Prof. Dr. Rolf-Dieter Müller Foto: cm

Vom 13. bis 15. Februar 1945 wurde Dresden von der schlimmsten Katastrophe in der Stadtgeschichte heimgesucht. Bis heute sind in der Literatur äußerst gegensätzliche Opferzahlen bei der Auseinandersetzung mit den Luftkriegsereignissen  zu finden. Aus diesem Grund berief der Dresdner Oberbürgermeister 2004 eine Historikerkommission ein, die eine genaue Opferzahl ermitteln sollte. Auf einer Pressekonferenz und einer Podiumsdiskussion des Historikertages wurde nun ein Zwischenbericht abgeliefert.
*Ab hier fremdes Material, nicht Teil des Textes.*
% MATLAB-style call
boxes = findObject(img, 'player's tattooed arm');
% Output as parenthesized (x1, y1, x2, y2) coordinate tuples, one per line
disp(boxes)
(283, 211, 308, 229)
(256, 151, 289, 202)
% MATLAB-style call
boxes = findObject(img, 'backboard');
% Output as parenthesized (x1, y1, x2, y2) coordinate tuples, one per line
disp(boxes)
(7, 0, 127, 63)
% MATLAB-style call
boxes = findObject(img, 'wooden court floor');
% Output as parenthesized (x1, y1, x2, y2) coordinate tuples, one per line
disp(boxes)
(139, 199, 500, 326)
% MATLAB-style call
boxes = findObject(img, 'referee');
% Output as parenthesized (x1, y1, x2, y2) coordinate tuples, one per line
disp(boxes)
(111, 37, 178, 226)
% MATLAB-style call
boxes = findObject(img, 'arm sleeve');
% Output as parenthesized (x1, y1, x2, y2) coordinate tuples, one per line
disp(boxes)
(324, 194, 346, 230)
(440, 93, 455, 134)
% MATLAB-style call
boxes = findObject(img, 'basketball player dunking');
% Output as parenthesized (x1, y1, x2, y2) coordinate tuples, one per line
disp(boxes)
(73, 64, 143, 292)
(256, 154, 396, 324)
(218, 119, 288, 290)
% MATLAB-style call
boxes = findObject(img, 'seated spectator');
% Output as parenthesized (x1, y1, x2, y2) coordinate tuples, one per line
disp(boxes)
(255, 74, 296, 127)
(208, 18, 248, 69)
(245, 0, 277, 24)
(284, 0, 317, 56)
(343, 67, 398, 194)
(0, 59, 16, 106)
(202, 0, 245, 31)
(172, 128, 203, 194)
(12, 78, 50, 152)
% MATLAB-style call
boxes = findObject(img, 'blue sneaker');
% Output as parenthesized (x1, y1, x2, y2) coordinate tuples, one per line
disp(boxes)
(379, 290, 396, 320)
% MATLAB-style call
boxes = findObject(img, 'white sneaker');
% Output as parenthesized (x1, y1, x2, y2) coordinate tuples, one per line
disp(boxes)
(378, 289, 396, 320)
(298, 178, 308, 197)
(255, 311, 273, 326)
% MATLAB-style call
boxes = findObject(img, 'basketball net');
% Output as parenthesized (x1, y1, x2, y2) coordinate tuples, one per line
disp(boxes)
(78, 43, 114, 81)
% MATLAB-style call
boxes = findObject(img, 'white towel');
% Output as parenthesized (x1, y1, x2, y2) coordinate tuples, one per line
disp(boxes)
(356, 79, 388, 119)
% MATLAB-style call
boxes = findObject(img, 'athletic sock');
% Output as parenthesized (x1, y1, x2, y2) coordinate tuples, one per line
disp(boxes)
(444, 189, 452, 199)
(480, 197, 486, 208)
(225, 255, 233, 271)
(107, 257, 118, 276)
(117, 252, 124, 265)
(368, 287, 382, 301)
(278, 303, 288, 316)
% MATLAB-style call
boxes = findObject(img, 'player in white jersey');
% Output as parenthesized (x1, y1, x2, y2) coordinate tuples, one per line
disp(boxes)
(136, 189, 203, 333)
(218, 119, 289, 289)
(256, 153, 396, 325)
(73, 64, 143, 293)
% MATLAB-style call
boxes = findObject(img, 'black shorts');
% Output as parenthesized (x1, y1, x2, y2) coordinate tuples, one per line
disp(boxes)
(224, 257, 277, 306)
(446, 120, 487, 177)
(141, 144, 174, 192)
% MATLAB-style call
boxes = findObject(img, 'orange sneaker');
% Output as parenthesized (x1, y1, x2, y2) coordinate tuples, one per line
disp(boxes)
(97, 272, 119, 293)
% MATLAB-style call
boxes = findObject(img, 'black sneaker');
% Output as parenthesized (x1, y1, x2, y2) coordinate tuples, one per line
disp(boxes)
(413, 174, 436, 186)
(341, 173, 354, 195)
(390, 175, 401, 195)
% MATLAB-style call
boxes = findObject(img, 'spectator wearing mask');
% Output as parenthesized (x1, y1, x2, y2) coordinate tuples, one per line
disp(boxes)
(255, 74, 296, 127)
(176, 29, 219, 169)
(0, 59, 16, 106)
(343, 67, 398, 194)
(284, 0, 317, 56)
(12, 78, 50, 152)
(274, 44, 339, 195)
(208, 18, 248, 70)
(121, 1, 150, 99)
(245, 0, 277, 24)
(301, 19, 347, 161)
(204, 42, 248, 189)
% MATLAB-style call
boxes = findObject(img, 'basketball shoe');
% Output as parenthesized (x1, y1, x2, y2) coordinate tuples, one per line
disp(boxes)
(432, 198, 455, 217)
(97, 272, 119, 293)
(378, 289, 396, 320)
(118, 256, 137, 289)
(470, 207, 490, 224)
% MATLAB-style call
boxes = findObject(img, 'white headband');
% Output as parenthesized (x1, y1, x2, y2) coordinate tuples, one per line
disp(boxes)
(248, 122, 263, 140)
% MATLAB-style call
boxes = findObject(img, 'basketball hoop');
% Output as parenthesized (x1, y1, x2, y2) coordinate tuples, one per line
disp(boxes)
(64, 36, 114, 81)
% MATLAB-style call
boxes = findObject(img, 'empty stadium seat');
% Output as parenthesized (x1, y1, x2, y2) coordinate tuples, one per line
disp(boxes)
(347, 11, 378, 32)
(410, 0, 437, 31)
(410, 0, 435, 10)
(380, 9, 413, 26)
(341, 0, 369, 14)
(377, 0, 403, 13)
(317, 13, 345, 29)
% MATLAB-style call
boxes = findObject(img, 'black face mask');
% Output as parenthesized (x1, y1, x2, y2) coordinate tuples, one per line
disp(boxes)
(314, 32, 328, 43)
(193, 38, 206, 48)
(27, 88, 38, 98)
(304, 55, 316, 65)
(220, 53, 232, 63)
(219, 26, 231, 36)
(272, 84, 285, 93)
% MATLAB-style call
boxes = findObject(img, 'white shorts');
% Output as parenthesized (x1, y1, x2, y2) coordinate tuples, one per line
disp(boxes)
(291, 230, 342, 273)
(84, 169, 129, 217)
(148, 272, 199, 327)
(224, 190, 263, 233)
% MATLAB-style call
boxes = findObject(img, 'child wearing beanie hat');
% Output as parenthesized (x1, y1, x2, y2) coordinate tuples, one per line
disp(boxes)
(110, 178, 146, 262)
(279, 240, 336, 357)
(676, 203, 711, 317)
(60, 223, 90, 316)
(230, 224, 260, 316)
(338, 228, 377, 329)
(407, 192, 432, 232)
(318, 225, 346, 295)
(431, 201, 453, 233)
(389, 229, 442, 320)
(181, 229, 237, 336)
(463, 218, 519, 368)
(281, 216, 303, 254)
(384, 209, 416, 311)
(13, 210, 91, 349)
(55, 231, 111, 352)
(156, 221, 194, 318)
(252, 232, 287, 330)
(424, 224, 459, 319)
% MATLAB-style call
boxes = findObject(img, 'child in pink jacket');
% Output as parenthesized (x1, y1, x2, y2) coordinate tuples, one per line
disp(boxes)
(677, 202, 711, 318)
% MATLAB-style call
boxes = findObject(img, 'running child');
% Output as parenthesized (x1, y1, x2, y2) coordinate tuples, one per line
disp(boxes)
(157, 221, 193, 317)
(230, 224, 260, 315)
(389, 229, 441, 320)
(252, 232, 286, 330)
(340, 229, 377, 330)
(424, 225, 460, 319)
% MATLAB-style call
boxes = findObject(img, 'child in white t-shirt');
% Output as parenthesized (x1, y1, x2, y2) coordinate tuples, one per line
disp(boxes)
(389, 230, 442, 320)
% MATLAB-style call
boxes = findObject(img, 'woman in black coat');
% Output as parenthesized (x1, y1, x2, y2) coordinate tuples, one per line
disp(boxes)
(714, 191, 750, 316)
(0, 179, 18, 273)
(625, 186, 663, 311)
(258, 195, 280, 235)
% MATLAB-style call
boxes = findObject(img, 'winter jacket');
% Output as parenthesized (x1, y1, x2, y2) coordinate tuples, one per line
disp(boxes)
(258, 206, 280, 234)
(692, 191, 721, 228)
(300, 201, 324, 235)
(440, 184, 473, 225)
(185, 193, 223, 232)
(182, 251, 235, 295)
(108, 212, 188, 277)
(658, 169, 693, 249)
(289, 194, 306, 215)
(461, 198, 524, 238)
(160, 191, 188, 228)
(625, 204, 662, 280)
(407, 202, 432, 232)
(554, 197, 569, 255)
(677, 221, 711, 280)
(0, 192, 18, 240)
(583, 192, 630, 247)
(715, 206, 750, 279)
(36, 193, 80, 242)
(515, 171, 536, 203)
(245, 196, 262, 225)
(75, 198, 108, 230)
Nach akribischen Rechnungen entkräftete die Historikerkommission die Schwankungen der Zahlen zwischen 20.000 und 500.000 getöteten Menschen in den Bombennächten: Von 18.000 Menschen, die während der Luftangriffe ihr Leben verloren, sind die persönlichen Daten mittlerweile bekannt. Die Forscher gehen jedoch davon aus, dass sich die Zahl bis zum endgültigen Abschluss der Arbeiten im nächsten Jahr auf maximal 25.000 Menschen erhöhen wird.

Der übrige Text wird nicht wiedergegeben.